Hi all,

I wanted to discuss a little trick I implemented a few days ago.

In the new code generator I'm working on, there are various data types
representing virtual instructions. For example,

TUPLE: %call < insn word ;
TUPLE: %jump < insn word ;
TUPLE: %intrinsic < insn quot vregs ;
TUPLE: %return < insn ;

What I do is wrap a bunch of code in a 'make' form and build a
sequence of such instructions by traversing the high level IR.

For example, we might generate a call to '+' as follows,

\ + %call boa ,

However, this is a bit repetitive, so we might try factoring it out:

: %call ( word -- ) \ %call boa , ;

However, doing this for each instruction is tedious, and so is
specifying the superclass for each one. So I made a parsing word INSN:

INSN: %call word ;
INSN: %jump word ;
INSN: %intrinsic quot vregs ;
INSN: %return ;

Here is the implementation:

: INSN:
    parse-tuple-definition
    [ dup tuple eq? [ drop insn ] when ] dip
    [ define-tuple-class ]
    [ 2drop save-location ]
    [ 2drop dup [ boa , ] curry define-inline ]
    3tri ; parsing

It's a bit long, but it saves more code than it consumes.

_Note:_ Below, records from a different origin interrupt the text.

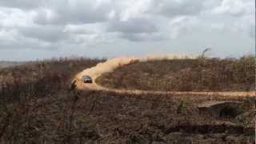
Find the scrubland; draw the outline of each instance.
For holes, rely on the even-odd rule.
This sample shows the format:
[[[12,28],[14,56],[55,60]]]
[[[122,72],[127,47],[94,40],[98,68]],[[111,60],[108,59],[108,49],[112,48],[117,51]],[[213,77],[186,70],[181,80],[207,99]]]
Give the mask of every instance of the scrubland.
[[[98,82],[121,89],[250,90],[254,85],[250,58],[135,62]],[[76,74],[103,61],[62,58],[0,70],[0,143],[254,142],[251,98],[69,90]],[[180,83],[158,85],[170,79]],[[212,114],[198,108],[208,101],[242,105],[235,116],[229,110]]]

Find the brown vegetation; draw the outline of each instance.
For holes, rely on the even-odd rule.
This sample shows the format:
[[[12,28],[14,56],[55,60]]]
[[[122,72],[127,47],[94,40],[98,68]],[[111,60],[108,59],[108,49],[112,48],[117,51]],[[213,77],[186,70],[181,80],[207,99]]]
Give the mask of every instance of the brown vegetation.
[[[250,91],[255,88],[255,59],[150,60],[106,73],[96,82],[105,87],[161,91]]]
[[[246,98],[68,90],[102,60],[38,62],[0,70],[0,143],[252,143],[254,106]],[[235,118],[202,113],[206,101],[235,100]]]

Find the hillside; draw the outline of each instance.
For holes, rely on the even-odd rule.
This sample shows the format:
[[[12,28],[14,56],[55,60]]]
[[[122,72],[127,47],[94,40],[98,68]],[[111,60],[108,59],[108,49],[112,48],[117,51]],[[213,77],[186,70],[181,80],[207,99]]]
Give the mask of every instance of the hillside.
[[[161,91],[250,91],[254,81],[253,56],[138,61],[96,79],[108,88]]]
[[[0,143],[254,142],[253,99],[69,90],[76,74],[104,61],[64,58],[0,70]],[[215,101],[240,105],[198,109]]]

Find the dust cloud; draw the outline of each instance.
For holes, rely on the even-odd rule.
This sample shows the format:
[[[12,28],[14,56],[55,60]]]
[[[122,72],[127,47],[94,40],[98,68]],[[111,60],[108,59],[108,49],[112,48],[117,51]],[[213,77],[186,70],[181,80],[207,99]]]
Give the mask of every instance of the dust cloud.
[[[144,57],[119,57],[113,59],[109,59],[104,62],[98,63],[94,67],[86,69],[79,73],[76,78],[81,79],[83,75],[89,75],[93,80],[104,73],[110,73],[116,68],[127,65],[134,61],[146,62],[150,60],[161,60],[161,59],[174,59],[174,58],[194,58],[192,55],[186,54],[148,54]]]

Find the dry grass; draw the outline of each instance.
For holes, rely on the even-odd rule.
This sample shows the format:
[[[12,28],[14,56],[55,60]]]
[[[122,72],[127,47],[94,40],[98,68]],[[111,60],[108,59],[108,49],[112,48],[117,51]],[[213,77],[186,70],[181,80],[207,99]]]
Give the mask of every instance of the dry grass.
[[[241,98],[68,90],[75,74],[99,62],[66,59],[2,70],[0,143],[253,142],[251,102],[239,119],[197,108],[209,100],[247,102]]]
[[[97,82],[126,90],[250,91],[255,87],[254,62],[253,56],[137,62],[103,74]]]

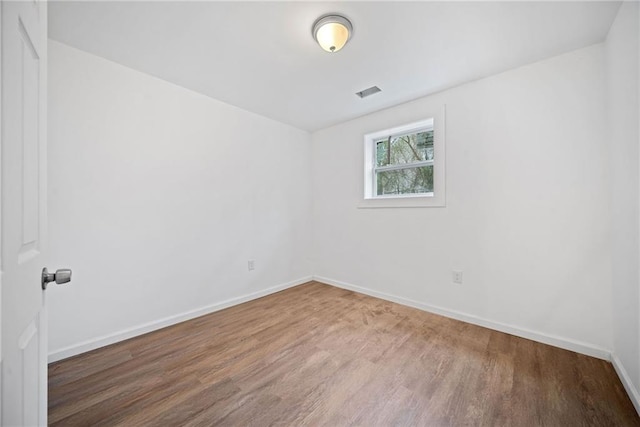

Also 'make' is ideal here. I have instruction generation spread out
over many words. 'bake' doesn't apply here and passing a vector around
on the stack or in a local variable will get tedious very quickly. It
is also nice that the call to 'boa ,' can be hidden in a word with the
same name as the class.

Finally, for instructions with no parameters, eg %return, the
optimizer folds the 'boa' call at compile time (it actually does it
for tuples where all slots are read-only, of which empty tuples are a
special case of course). So, INSN: %return ; becomes something like

TUPLE: %return < insn ;
: %return ( -- ) T{ %return } , ; inline

Very nice.

I like programming in Factor. There's nothing else out there that
offers the unique mix of capabilities that Factor has.